NSW: I realized that a major concern is rebuilding, and the transition after the immediate devastation. I read in the New York Times that 3,000 schools had been demolished, destroyed. And Reuters said something like 32,000 classrooms had been damaged. When I heard these numbers, I was shocked. This is already a place where in the 1950s, the literacy rate was something like five percent. I had seen this TED talk by Sugata Mitra, and that completely inspired me. I immediately wrote to him saying I would love to do this in Nepal, especially after the earthquake. Although we’re not taking the curriculum of School in the Cloud, he was a heavy influencer.
I had called up my mother’s maternal village in Nuwakot, which was struck by the earthquake quite hard. During those days of calling everyone and seeing if everyone was ok, we had called a distant relative of my mother’s, and they had said, “Well luckily we are all alive, and our buildings are fine because our homes were built pretty recently, but there are a lot of people who lost their homes, and the school has been damaged.” Immediately it hit me, that’s a place that I can access, I know someone there — this can be possible. So I got in touch with a teacher at the local high school and told him I had this idea to bring a transitional school to the village.
Our partner in London, Extremis Technology, is working with a local manufacturer to build a pop up center in Nuwakot. It will consist of a HuSH shelter that will be include computers, a toilet, and running water.
Some of the infrastructure is there; some of it we are still working on. The aim is to create a sustainable educational model that can be replicated in other places where there are displaced populations.
Q: How many students are you planning to serve?
NSW: I think that when it launches it’s going to be really exciting for that entire village, if not also the surrounding areas. I’d like to start out with 50 kids and provide everybody with a computer and mentoring. And not to leave anyone out. If 100 kids end up coming, we’ll just have to create a rotating system.
Q: Where do you want to be a year from now?
NSW: I’m hoping that people around Nuwakot are actively using the resources on the internet and building resources for their communities through apps. And that they are excited to be connected to the world.
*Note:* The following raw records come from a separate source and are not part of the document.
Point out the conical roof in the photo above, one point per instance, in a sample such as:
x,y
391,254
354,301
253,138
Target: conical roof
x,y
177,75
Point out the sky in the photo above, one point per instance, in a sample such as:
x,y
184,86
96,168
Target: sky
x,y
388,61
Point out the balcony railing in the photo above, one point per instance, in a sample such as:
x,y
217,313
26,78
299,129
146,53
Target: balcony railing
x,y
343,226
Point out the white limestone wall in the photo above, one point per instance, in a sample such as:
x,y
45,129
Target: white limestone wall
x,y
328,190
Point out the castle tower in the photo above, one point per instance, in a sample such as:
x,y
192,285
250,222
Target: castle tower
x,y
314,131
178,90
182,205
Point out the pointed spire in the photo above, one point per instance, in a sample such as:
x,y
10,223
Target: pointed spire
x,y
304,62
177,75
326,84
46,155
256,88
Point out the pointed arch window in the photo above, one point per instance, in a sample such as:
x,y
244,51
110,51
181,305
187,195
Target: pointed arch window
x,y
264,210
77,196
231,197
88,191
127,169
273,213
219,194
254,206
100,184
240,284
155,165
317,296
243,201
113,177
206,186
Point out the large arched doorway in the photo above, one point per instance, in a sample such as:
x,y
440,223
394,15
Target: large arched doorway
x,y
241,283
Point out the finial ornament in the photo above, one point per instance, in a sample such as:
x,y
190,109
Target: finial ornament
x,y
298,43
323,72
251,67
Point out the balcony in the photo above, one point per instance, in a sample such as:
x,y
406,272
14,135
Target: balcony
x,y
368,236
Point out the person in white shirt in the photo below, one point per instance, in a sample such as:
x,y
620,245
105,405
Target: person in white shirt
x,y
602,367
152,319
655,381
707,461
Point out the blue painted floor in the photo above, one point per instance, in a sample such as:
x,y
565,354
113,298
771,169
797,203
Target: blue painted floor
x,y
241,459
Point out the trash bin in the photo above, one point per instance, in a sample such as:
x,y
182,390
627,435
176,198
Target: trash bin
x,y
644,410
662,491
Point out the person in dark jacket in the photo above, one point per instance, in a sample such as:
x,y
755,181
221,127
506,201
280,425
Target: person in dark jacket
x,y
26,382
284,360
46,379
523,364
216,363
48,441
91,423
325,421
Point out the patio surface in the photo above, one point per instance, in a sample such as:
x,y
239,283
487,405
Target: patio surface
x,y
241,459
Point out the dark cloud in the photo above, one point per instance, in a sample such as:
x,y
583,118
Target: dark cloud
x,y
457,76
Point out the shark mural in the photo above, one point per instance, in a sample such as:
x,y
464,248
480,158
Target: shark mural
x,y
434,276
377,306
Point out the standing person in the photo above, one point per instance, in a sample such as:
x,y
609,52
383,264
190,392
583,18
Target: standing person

I hope that they have a feeling like, “Wow we are a part of the world, and here I am talking to someone from the south of Italy about, I don’t know, their agricultural techniques or something.” I think there is a lot to learn from each other.
Five years from now, I’d like to replicate the model. I’m hoping that we have a pretty solid sense of what works and can not just have it in various communities in Nepal, but throughout the world. In rural communities like Nuwakot, but also in places where there are displaced people. It could be a transitional school for refugees, for displaced populations. I would like to see in five years that we have one on every continent.
Q: What has taking on this project meant for you personally?
NSW: It has a huge meaning. My mom and her two sisters lost their parents before the age of 10, and in Nepal, as women, there was just no hope for them. They were going to school, because they grew up in a city, for as long as their parents were alive. However, from the moment that their parents passed away, they were unable to complete school. Education has always been something really important.
My mother left her comfort and her world in Nepal to come to the U.S for our education, for my brother and myself. I am among the first women in my mother’s family to have the opportunity to pursue higher education. So to go back to her maternal village and create that school — it feels like something that I was destined to do.
Q: What advice would you give to others looking to build a nonprofit in their spare time?
NSW:Be passionate about what you are doing, and use every situation as an opportunity. I had interviewed for a job at Udacity, and I didn’t get the job. There was a moment of feeling, “oh, I’m getting rejected for something.” But I put two and two together and wrote to the CEO of the company, Sebastian Thrun, to tell him about athenasaraswati.org. He put me in touch with Alper Tekin, who was really responsive, and now Udacity is providing 30 scholarships to support young people we are partnering with in Kathmandu.
So that’s a real twist of fate. Be open to different opportunities, and see every situation as a way to grow, to develop your vision and bring it to life. And don’t be afraid to knock on doors. That’s been a real advantage of being based in Silicon Valley — being so close that I can do that.
What’s the best next step for someone interested in getting involved?
I’d say go to the website, and keep following us.We’re currently recruiting students in Nepal for the Udacity scholarships.
And donate! We’re supported by a mix of cash and in-kind donations and services. Right now, we’re looking for 50 computers, and for help with internet connectivity. We’re also looking at installing a solar generated system. We’re trying to create something that’s limited in monthly costs — that is sustainable.